Manolo Quesada assembled a new management team around him which included general manager Julio Fajardo, Manolo’s brother Alvaro, who as vice president was in charge of the company’s farms and fledgling cigarette operation,and his nephew Alvarito. Unfortunately, in April 2002 a plane crash took the lives of all three, leaving Manolo to run the company.
Today Manolo Quesada works with two daughters — Patricia and Raquel, niece Esther and nephews Hostos & Terence.
More than 300 people work in MATASA’s Santiago manufacturing facility.The company produced approximately 15 million cigars in the year 2000.

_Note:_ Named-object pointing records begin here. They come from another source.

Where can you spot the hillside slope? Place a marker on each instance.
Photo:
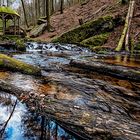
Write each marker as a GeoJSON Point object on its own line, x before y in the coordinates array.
{"type": "Point", "coordinates": [90, 10]}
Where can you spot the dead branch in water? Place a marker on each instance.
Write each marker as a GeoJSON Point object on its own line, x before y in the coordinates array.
{"type": "Point", "coordinates": [6, 123]}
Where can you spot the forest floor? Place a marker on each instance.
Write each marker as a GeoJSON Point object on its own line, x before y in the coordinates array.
{"type": "Point", "coordinates": [92, 9]}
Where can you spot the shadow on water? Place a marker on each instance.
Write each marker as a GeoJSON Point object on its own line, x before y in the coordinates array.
{"type": "Point", "coordinates": [24, 125]}
{"type": "Point", "coordinates": [120, 59]}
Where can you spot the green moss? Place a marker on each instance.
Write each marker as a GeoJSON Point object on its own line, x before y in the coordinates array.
{"type": "Point", "coordinates": [20, 45]}
{"type": "Point", "coordinates": [101, 25]}
{"type": "Point", "coordinates": [12, 64]}
{"type": "Point", "coordinates": [8, 10]}
{"type": "Point", "coordinates": [97, 40]}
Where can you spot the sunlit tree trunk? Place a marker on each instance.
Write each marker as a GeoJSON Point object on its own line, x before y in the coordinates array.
{"type": "Point", "coordinates": [61, 6]}
{"type": "Point", "coordinates": [25, 17]}
{"type": "Point", "coordinates": [48, 14]}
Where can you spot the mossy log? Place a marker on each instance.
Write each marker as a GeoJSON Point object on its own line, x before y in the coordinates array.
{"type": "Point", "coordinates": [12, 64]}
{"type": "Point", "coordinates": [95, 41]}
{"type": "Point", "coordinates": [108, 69]}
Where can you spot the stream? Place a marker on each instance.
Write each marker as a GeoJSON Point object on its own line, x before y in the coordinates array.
{"type": "Point", "coordinates": [71, 104]}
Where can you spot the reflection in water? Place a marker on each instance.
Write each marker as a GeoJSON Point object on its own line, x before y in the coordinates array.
{"type": "Point", "coordinates": [26, 126]}
{"type": "Point", "coordinates": [124, 60]}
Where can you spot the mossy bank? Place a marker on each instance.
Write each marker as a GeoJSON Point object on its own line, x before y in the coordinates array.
{"type": "Point", "coordinates": [14, 65]}
{"type": "Point", "coordinates": [14, 41]}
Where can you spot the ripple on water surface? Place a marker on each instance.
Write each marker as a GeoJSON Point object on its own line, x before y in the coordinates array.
{"type": "Point", "coordinates": [26, 126]}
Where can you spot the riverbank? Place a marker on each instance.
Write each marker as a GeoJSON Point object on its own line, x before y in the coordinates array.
{"type": "Point", "coordinates": [88, 104]}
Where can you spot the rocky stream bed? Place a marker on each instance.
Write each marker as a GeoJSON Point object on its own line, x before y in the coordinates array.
{"type": "Point", "coordinates": [80, 95]}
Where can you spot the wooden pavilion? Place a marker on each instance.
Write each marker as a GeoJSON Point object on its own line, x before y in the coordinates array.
{"type": "Point", "coordinates": [6, 14]}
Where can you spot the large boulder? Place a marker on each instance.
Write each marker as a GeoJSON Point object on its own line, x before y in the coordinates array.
{"type": "Point", "coordinates": [38, 30]}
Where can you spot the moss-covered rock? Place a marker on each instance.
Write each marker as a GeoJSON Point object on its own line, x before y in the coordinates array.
{"type": "Point", "coordinates": [97, 40]}
{"type": "Point", "coordinates": [101, 25]}
{"type": "Point", "coordinates": [8, 10]}
{"type": "Point", "coordinates": [12, 64]}
{"type": "Point", "coordinates": [19, 43]}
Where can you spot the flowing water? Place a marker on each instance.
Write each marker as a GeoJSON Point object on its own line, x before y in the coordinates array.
{"type": "Point", "coordinates": [82, 99]}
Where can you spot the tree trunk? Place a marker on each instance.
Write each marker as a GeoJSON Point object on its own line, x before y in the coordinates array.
{"type": "Point", "coordinates": [129, 26]}
{"type": "Point", "coordinates": [125, 30]}
{"type": "Point", "coordinates": [25, 17]}
{"type": "Point", "coordinates": [61, 6]}
{"type": "Point", "coordinates": [48, 14]}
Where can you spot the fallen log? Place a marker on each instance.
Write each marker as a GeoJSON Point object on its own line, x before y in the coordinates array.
{"type": "Point", "coordinates": [108, 69]}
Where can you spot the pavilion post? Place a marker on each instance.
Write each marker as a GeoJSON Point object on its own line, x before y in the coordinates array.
{"type": "Point", "coordinates": [18, 27]}
{"type": "Point", "coordinates": [14, 25]}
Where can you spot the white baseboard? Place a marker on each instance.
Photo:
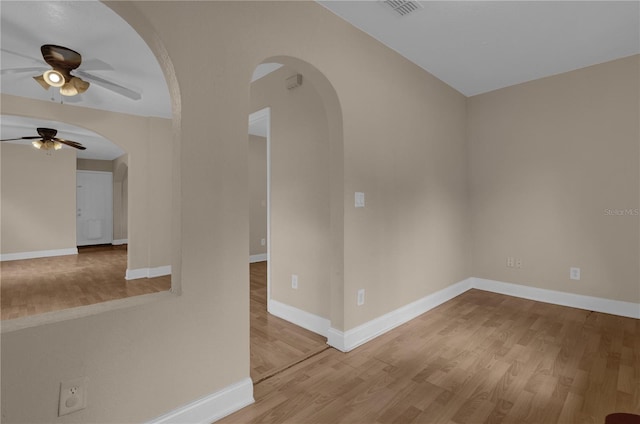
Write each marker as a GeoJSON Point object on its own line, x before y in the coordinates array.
{"type": "Point", "coordinates": [258, 258]}
{"type": "Point", "coordinates": [213, 407]}
{"type": "Point", "coordinates": [38, 254]}
{"type": "Point", "coordinates": [134, 274]}
{"type": "Point", "coordinates": [598, 304]}
{"type": "Point", "coordinates": [300, 318]}
{"type": "Point", "coordinates": [349, 340]}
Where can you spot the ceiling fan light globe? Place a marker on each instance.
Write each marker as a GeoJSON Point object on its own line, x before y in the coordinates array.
{"type": "Point", "coordinates": [40, 80]}
{"type": "Point", "coordinates": [68, 90]}
{"type": "Point", "coordinates": [54, 78]}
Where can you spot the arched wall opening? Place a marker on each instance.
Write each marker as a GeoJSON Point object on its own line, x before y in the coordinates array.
{"type": "Point", "coordinates": [306, 201]}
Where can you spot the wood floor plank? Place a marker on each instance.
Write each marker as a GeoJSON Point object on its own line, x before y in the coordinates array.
{"type": "Point", "coordinates": [94, 275]}
{"type": "Point", "coordinates": [275, 344]}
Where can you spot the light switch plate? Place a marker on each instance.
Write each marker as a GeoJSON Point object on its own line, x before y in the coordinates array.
{"type": "Point", "coordinates": [574, 273]}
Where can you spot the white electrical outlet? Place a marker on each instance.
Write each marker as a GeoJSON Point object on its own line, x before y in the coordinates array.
{"type": "Point", "coordinates": [574, 273]}
{"type": "Point", "coordinates": [359, 198]}
{"type": "Point", "coordinates": [73, 396]}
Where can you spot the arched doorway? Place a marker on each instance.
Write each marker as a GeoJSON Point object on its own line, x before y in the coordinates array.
{"type": "Point", "coordinates": [302, 149]}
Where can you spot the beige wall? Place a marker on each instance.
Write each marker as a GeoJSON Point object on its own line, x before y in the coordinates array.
{"type": "Point", "coordinates": [549, 159]}
{"type": "Point", "coordinates": [38, 199]}
{"type": "Point", "coordinates": [148, 142]}
{"type": "Point", "coordinates": [257, 194]}
{"type": "Point", "coordinates": [300, 231]}
{"type": "Point", "coordinates": [402, 141]}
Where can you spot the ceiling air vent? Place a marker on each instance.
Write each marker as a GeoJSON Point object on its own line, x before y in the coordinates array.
{"type": "Point", "coordinates": [403, 7]}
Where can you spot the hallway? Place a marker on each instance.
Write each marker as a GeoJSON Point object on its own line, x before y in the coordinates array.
{"type": "Point", "coordinates": [276, 344]}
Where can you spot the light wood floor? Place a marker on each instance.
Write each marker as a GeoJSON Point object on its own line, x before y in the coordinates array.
{"type": "Point", "coordinates": [94, 275]}
{"type": "Point", "coordinates": [479, 358]}
{"type": "Point", "coordinates": [275, 343]}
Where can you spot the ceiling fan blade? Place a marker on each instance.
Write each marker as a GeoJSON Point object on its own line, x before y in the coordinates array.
{"type": "Point", "coordinates": [24, 56]}
{"type": "Point", "coordinates": [22, 138]}
{"type": "Point", "coordinates": [21, 70]}
{"type": "Point", "coordinates": [124, 91]}
{"type": "Point", "coordinates": [70, 143]}
{"type": "Point", "coordinates": [95, 65]}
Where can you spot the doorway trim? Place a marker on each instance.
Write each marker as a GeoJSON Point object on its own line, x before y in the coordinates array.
{"type": "Point", "coordinates": [264, 116]}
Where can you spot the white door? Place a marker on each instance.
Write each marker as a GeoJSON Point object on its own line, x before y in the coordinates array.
{"type": "Point", "coordinates": [94, 208]}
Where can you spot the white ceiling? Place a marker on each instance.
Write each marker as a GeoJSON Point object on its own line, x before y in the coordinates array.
{"type": "Point", "coordinates": [110, 49]}
{"type": "Point", "coordinates": [480, 46]}
{"type": "Point", "coordinates": [474, 46]}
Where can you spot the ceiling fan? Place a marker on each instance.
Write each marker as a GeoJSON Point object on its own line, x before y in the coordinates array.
{"type": "Point", "coordinates": [63, 61]}
{"type": "Point", "coordinates": [48, 140]}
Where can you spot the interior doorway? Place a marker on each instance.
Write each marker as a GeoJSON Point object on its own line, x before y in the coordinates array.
{"type": "Point", "coordinates": [94, 208]}
{"type": "Point", "coordinates": [275, 344]}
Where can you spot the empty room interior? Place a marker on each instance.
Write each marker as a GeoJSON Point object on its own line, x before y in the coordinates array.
{"type": "Point", "coordinates": [320, 212]}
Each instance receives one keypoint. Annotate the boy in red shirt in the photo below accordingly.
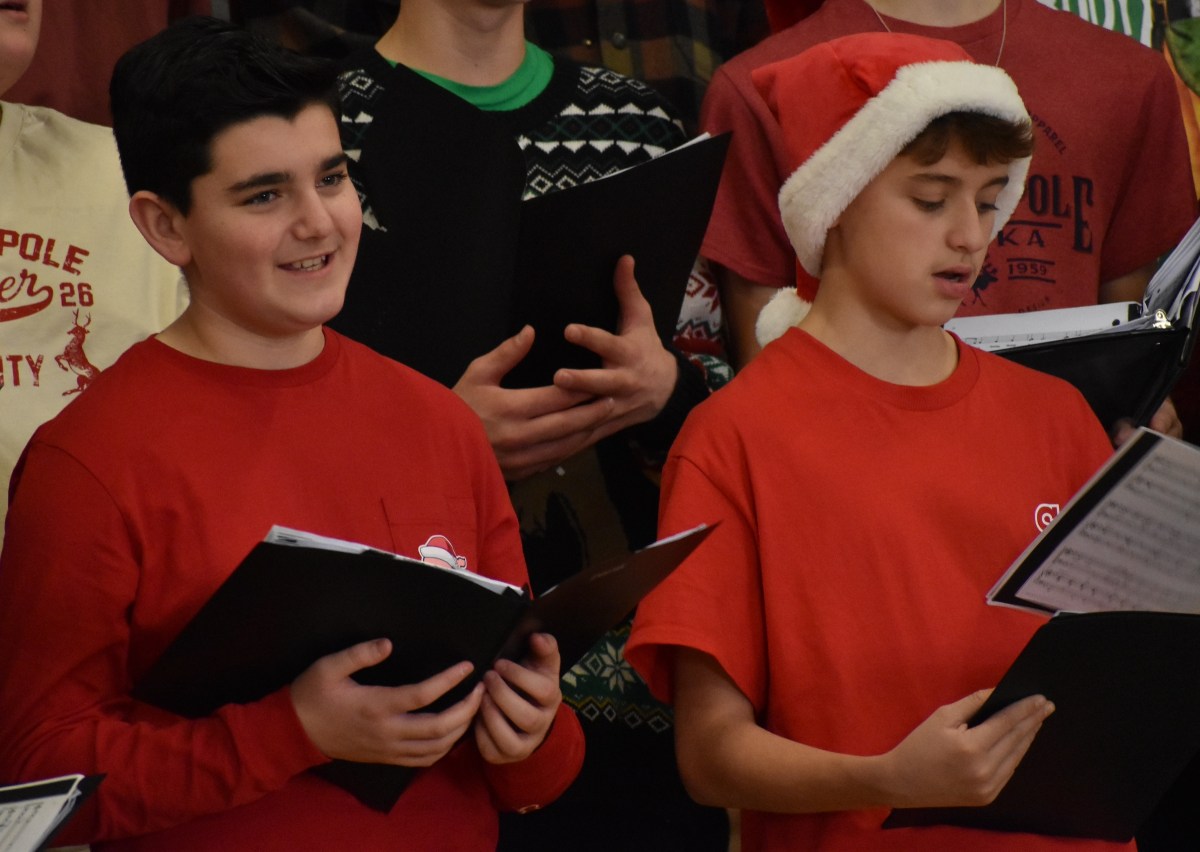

The company’s best selling brands are Casa Magna & Quesada Cigars,best known in the medium to full bodied segment and also Fonseca (non-Cuban version), a brand best known for products in the mild-to-medium segment of the taste spectrum.

The Company Today, now known as Quesada Cigars

In 2014 the Quesada family was proud to celebrate the 40th Anniversary of their factory in the Dominican Republic.
Manuel Quesada opened up his Matasa facility in 1974 with a roller, a desk, and a telephone. Forty years and millions of cigars later, the Quesada family continues to thrive, making some of the finest, most reputable cigars in the world.
There have been many changes over the years through challenges and triumphs, booms and busts, celebrations and tragedies. The only constant has been Manuel’s love for tobacco, a passion that he has passed on to his daughters, niece and nephews who now work alongside him.
To celebrate this milestone, the Quesadas will be implementing many exciting changes. The first of these will be a new name: the Matasa factory and their current distribution company in the United States, SAG Imports, will now be collectively known as Quesada Cigars.